CONNECT: 'The business of America is business," said Calvin Coolidge, Republican president of the US from 1923 to 1929. He was right - so it was and, eight decades later, so it is. There are positive aspects implicit in Coolidge's observation.
The dynamism of the United States' cities, the country's technological advances and its wealth, for instance, are undeniable.
There are also, however, as with every political philosophy, negative aspects. We are witnessing those negative aspects bloating alarmingly. They are casting an ominous shadow over the world. It's striking - frightening, too - how the looming shape and style of George Bush's prospective world order mirrors the shape and style of US-inspired corporate order.
The ruthlessness of authoritarian business is being normalised within politics. We are, as the US's spurning of the United Nations shows, seeing the unashamed imposition of put-up-or- shut-up politics. The Bush line says: engage in frenetic diplomatic lobbying, have your UN debates and Security Council votes, but we're going to do whatever we want anyway.

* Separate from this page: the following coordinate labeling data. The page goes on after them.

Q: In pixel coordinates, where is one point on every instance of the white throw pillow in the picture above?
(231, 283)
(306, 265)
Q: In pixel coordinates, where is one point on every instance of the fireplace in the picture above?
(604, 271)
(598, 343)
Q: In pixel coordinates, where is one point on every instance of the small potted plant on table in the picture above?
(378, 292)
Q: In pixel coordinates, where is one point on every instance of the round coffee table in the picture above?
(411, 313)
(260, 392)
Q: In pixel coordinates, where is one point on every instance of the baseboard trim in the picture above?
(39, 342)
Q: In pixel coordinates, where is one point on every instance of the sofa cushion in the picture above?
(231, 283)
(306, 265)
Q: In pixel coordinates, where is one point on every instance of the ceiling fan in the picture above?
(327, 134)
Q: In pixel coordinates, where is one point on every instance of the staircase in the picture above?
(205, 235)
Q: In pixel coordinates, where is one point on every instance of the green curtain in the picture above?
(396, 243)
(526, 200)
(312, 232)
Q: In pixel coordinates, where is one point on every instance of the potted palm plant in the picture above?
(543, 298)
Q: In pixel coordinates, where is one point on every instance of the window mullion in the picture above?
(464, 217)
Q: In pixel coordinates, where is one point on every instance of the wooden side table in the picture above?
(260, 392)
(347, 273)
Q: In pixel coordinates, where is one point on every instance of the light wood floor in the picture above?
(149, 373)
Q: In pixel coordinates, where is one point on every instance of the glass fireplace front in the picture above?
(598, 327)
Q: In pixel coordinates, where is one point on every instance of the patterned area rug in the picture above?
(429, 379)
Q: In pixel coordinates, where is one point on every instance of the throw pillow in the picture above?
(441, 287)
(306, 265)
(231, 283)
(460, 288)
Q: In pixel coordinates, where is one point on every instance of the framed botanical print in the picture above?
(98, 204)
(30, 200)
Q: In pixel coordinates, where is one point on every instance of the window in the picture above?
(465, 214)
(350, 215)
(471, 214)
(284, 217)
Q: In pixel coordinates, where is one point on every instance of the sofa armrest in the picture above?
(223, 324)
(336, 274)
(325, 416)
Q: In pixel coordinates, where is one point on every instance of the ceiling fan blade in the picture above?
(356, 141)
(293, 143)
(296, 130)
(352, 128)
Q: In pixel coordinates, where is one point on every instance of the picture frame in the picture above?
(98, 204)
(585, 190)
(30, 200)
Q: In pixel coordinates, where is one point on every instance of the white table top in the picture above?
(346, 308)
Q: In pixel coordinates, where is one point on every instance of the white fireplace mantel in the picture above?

As corporate order refuses to recognise unions, Bush's political order ignores vast popular protest. As middle managers in corporations are coerced to parrot top management's aims and methods, so too are governments of countries less powerful than the US. As corporate wealth becomes ever more obscenely concentrated, so too does the relative wealth of nations.
In the US in 1980, the average chief executive made 42 times the average worker's hourly pay; in 1990, he or she made 85 times the amount; by 2001, 411 times the amount. Excluding China, the richest 10 per cent - or about 500 million - of the world's population had, on average, 90 times as much as the world's poorest 10 per cent in 1980, 136 times more in 1990, 155 times more by 1999.
You don't need to be a statistician to see the trend. It's true that increased exporting of US-style business methods during the 1990s slowed the rate at which the discrepancy grew as other countries - Ireland included - became relatively wealthier and parts of their populations joined the lucky 10 per cent. Nonetheless, though the rate of discrepancy decelerated from what it had been in the 1980s, discrepancy still continued to increase. If you compared the richest 5 per cent with the poorest 5 per cent, the difference would be colossal.
The looming war - though the military discrepancy between the sides is such that "war" is an obscene description of the impending attack - is centrally about furthering that trend. It's about greed and naked power.
The aim of big-business-backed Bush is to consolidate and expand his self- appointed role as CEO of the world. He's not unique in this world- domination ambition but, at present, he's the only person who has the means to try to enforce it. Yet even with big business and much of the global media - Rupert Murdoch's Fox, CNN and the US networks, all big businesses too - backing him, relatively few people are fooled.
Bush's political executives - Donald Rumsfeld, Dick Cheney, Condoleezza Rice, Paul Wolfowitz, Richard Perle and others - are widely seen as a cast of grotesques. If the likely consequences of their hawkishness were not so grim, they might have a pantomime quality. Never in living memory has a prospective military onslaught been sold so unconvincingly. This time the hawks are unbelievable.
Such, however, is their shamelessness that they remain determined to defy world opinion. Few countries want to be reduced to vassalage, but that is what the Bush project implies for every state outside the US. As in a hierarchical corporation, in which people are rigidly allocated their rung, countries are being banged into line for the proposed new order.
Politicians know that, of course. To many of them it's just realpolitik to accept the consolidation of US power and hope to secure a favourable perch within the corporate-style hierarchy of the new political order. Indeed, in Ireland, Cheltenham Charlie McCreevy, a champion of big business, appears to be warming quickly to the blunter, more ruthless tone of the planned new order. Dismissing incontrovertible criticism that diluting the Freedom of Information Act bolsters state secrecy, Charlie wants the Government left free "to govern". He wants no truck with any of that interfering, democracy-enhancing transparency nonsense.
The boss is the boss, eh, Chas? You tell 'em.
Such transposing of anti-democratic business methods on allegedly democratic political methods cannot but promote the risk of tyranny. The anti-globalisation protesters of Seattle, Washington and Genoa realised the dangers. Being mostly young, often suspiciously image-conscious and subject to a hostile media, their effectiveness was limited.
Arrogance and rudeness proliferate with put- up-or-shut-up attitudes. Michael O'Leary of Ryanair is perhaps Ireland's best-known rude-boy CEO. He's not prepared to be hamstrung by public opinion or unions, and he makes hundred-fold multiples of the average Ryanair worker's hourly wage. To some he's a hero, to others a prat.Bush is a global-scale version. But unlike O'Leary, Bush is armed and seems hell-bent on bombing Iraq - for humanitarian reasons, of course. Still, even businessised politics and its cheerleading media haven't been able to market the "humanitarian bombing" of Iraq. There's still hope.